Palin-Biden
Joe Biden won the debate substantively. Sarah Palin won it stylistically. Sound familiar?
John McCain won the first debate substantively, but all anybody wanted to talk about was how he wouldn’t look at Barack Obama. Obama was vague in his answers, but he looked good, so he won the debate.
My dad always tells me about the Nixon-Kennedy debate. If you listened to it on the radio (which he did), Nixon won. If you watched on television, Kennedy won. Nixon’s five o’clock shadow and reluctance to wear make-up did him in.
Sarah Palin is no John Kennedy, but she does wear lipstick, and she won this debate, if for no other reason than she did a lot better than anyone thought she would. On the continuum of Minnesota speech (Palin at her best) at one end and Couric (Palin at her worst) at the other, Palin was much closer to Minnesota than to Couric.
Palin mangled the English language, her winks were a little annoying, and her accent is a little too “Northern Exposure” for me, but she speaks to Middle America. Unlike McCain, she talked about the middle class. She empathized with the concerns of working-class America. She gets what the daily struggles and daily triumphs of Americans all over the country are.
I thought her best moments were the unexpected lines of a non-politician. When she said that Americans needed to take personal responsibility for the current economic crisis, it was a breath of fresh air. She called Biden out for Washington double-talk, which became more and more necessary as the night went on.
Biden has assumed the mantle of senior statesman and longtime senator, which meant he lied through his teeth with convincing certainty. He lied about McCain’s votes on taxes (McCain did not vote the same way as Obama on a Democratic budget resolution that would raise taxes on people making $42,000. McCain didn’t vote at all, while Obama voted for it). He lied when he said that Barack Obama never said that he would sit down unconditionally with Mahmoud Ahmadinejad of Iran. Barack Obama did say specifically, and Joe Biden attacked him for it. He lied when he indicated that John McCain and Barack Obama voted the same way against funding the troops in the field. (John McCain opposed a bill that included a timeline, that the president of the United States had already said he would veto regardless of its passage.) He lied when he said Palin supported a windfall profits tax in Alaska — she reformed the state tax and revenue system; it’s not a windfall profits tax.
Palin has gone from asset to liability back to asset again. Now that she has completed her crash course on John McCain’s record for this debate, hopefully she can start campaigning as the most popular governor in the land.

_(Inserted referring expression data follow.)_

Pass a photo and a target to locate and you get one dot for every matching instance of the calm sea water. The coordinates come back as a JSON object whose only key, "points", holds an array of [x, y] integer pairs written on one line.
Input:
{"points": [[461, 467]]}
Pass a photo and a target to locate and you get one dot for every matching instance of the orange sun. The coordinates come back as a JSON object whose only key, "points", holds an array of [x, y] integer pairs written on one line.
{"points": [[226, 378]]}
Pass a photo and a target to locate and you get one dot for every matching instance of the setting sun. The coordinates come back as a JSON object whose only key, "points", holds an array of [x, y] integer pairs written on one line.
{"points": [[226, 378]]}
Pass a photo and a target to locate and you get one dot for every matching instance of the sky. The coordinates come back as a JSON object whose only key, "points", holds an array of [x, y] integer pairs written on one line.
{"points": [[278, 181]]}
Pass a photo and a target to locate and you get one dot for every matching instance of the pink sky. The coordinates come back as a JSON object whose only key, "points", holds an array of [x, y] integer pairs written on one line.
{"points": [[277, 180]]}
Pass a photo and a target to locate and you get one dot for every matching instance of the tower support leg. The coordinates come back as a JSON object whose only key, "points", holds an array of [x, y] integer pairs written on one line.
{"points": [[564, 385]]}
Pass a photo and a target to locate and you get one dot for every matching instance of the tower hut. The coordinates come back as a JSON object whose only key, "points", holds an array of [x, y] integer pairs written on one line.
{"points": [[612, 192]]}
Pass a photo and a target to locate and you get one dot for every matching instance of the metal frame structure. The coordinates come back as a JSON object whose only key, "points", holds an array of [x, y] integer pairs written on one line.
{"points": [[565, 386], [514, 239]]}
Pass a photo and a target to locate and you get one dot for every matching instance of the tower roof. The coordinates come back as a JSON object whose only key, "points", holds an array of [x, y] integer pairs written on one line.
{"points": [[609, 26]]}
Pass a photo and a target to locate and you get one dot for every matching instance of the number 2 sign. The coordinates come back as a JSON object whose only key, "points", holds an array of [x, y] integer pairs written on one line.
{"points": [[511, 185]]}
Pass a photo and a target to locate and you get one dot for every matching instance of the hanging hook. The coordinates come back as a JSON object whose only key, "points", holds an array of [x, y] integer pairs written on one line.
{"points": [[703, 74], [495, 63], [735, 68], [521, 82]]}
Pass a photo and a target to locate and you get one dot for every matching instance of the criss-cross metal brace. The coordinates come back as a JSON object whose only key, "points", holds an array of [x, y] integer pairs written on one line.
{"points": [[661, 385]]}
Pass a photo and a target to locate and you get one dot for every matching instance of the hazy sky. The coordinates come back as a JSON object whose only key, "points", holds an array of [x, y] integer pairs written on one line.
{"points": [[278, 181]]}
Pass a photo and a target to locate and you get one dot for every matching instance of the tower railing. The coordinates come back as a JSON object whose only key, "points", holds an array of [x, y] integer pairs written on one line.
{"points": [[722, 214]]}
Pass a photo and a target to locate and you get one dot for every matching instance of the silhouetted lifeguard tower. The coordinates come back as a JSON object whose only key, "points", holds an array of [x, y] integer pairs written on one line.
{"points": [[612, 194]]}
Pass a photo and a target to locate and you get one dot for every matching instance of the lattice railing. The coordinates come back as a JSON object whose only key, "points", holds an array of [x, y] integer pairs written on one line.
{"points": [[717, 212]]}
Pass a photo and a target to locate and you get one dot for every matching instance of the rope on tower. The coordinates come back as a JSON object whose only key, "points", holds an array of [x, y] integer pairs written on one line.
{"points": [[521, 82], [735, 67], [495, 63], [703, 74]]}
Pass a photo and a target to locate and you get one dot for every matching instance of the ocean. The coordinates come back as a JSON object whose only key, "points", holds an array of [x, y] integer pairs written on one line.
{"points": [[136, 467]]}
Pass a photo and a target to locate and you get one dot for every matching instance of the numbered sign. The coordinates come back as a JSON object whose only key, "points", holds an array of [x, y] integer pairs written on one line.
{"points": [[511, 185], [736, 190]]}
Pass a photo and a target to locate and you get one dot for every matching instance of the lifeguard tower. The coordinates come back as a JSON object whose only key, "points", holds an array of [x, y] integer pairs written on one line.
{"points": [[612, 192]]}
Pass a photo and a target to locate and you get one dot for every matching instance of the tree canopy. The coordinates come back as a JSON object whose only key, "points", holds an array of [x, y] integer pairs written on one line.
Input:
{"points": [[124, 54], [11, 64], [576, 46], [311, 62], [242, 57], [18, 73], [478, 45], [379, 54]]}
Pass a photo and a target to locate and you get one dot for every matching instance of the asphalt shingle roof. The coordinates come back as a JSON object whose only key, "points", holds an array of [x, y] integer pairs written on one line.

The McCain campaign has botched the roll-out of Palin almost from the get-go. Why they did back-to-back interviews with Charlie Gibson and Katie Couric is beyond me. Hopefully, they can start getting her to meet the press in such a way that it won’t make too much news.
Palin is not the issue of this campaign and shouldn’t be. Everybody knows that John McCain is ready to lead. Is Barack Obama? Let’s get the campaign focused on that question.
This debate performance will help shift the focus back to Obama. Now that Palin is not a complete train wreck, she will be much less interesting for the national press. That’s a good thing for the McCain campaign, and for that reason alone, Palin won this debate.